Número do processo: 1.0137.06.000336-5/001(1)
Relator: EDUARDO MARINÉ DA CUNHA
Relator do Acordão: EDUARDO MARINÉ DA CUNHA
Data do acordão: 01/02/2007
Data da publicação: 15/02/2007
Inteiro Teor:
EMENTA: APELAÇÃO CÍVEL - REINTEGRAÇÃO DE POSSE - REQUISITOS - NÃO COMPROVAÇÃO - IMPROCEDÊNCIA. A ação possessória tem como finalidade a defesa da posse, em caso de esbulho ou turbação. Daí decorre que, para o manejo desta ação, devem estar devidamente comprovados a posse, sua duração e o esbulho ou turbação praticados pelo réu. Não demonstrados todos esses requisitos, o pedido possessório deve ser julgado improcedente. No juízo possessório é despicienda a discussão a respeito da titularidade do direito de propriedade.
APELAÇÃO CÍVEL N° 1.0137.06.000336-5/001 - COMARCA DE CARLOS CHAGAS - APELANTE(S): KÁTIA MARTINS DA COSTA - APELADO(A)(S): MARIA ISABEL DE SOUSA PEREIRA - RELATOR: EXMO. SR. DES. EDUARDO MARINÉ DA CUNHA
ACÓRDÃO
Vistos etc., acorda, em Turma, a 17ª CÂMARA CÍVEL do Tribunal de Justiça do Estado de Minas Gerais, incorporando neste o relatório de fls., na conformidade da ata dos julgamentos e das notas taquigráficas, à unanimidade de votos, EM NEGAR PROVIMENTO À APELAÇÃO.

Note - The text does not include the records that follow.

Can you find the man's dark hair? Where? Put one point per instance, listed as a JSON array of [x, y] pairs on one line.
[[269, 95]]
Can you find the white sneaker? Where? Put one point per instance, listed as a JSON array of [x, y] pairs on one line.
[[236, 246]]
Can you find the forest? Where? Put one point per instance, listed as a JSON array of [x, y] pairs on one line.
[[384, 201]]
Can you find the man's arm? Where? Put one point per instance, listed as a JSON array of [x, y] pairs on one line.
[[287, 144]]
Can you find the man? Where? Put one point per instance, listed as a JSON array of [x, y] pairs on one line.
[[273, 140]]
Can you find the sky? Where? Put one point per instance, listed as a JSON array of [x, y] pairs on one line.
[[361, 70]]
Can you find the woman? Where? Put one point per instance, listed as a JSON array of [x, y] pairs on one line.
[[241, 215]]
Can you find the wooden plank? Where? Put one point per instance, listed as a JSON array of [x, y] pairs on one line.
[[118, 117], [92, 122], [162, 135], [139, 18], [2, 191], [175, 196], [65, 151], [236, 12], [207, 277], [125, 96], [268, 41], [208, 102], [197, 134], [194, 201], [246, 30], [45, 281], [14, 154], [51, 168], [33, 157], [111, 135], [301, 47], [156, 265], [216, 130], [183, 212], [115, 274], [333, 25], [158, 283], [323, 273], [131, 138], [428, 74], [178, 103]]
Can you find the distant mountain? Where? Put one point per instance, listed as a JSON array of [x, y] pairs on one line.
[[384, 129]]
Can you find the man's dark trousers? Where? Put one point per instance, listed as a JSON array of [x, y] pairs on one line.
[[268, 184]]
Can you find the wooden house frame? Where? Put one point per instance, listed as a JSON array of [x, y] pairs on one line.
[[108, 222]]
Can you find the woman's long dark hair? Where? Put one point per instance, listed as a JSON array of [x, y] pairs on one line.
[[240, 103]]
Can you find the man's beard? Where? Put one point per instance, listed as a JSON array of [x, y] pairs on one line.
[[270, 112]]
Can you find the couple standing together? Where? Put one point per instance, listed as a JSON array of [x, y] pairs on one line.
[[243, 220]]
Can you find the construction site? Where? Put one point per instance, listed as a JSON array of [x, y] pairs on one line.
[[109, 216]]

Belo Horizonte, 01 de fevereiro de 2007.
DES. EDUARDO MARINÉ DA CUNHA - Relator
NOTAS TAQUIGRÁFICAS
O SR. DES. EDUARDO MARINÉ DA CUNHA:
VOTO
Conheço do recurso, eis que próprio, tempestivo, regularmente processado e preparado.
Mister se faz salientar que a posse é instituto bastante controverso, sendo discutidos, ainda hoje, sua natureza e conceito. Porém, a posição majoritária, tanto doutrinária quanto jurisprudencial, é no sentido de que o Direito Civil Brasileiro adotou a concepção de posse desenvolvida por Ihering, compreendendo a posse como exercício de fato de um ou alguns dos poderes inerentes à propriedade. Disso nos dá notícia o mestre Darcy Bessone, comentando o art. 485, do CCB/1916, que corresponde ao art. 1.196, do CCB/2002:
"No art. 485, o legislador, objetivamente, como pretendeu Jhering, tomou em consideração apenas o fato do exercício de algum dos poderes inerentes ao domínio, ou propriedade." (Direitos Reais. São Paulo, Saraiva, 1988, p. 229).
Mais à frente, aduz o eminente mestre:
A proteção possessória refere-se, assim, ao jus possessionis, abrangente dos direitos derivados da posse. Não é própria para o resguardo do jus possidendi, isto é, do direito de possuir, que cabe ao proprietário e pode caber ao titular de direito real sobre coisa alheia (...) ou mesmo ao titular de certos direitos pessoais (...). Assim, a ação reivindicatória, que visa a assegurar a posse ao dono, não integra a proteção possessória. A imissão de posse não é ação do possuidor, fundada no jus possessionis, mas, sim, ação do proprietário, fundada no domínio, e, por conseqüência, no jus possidendi.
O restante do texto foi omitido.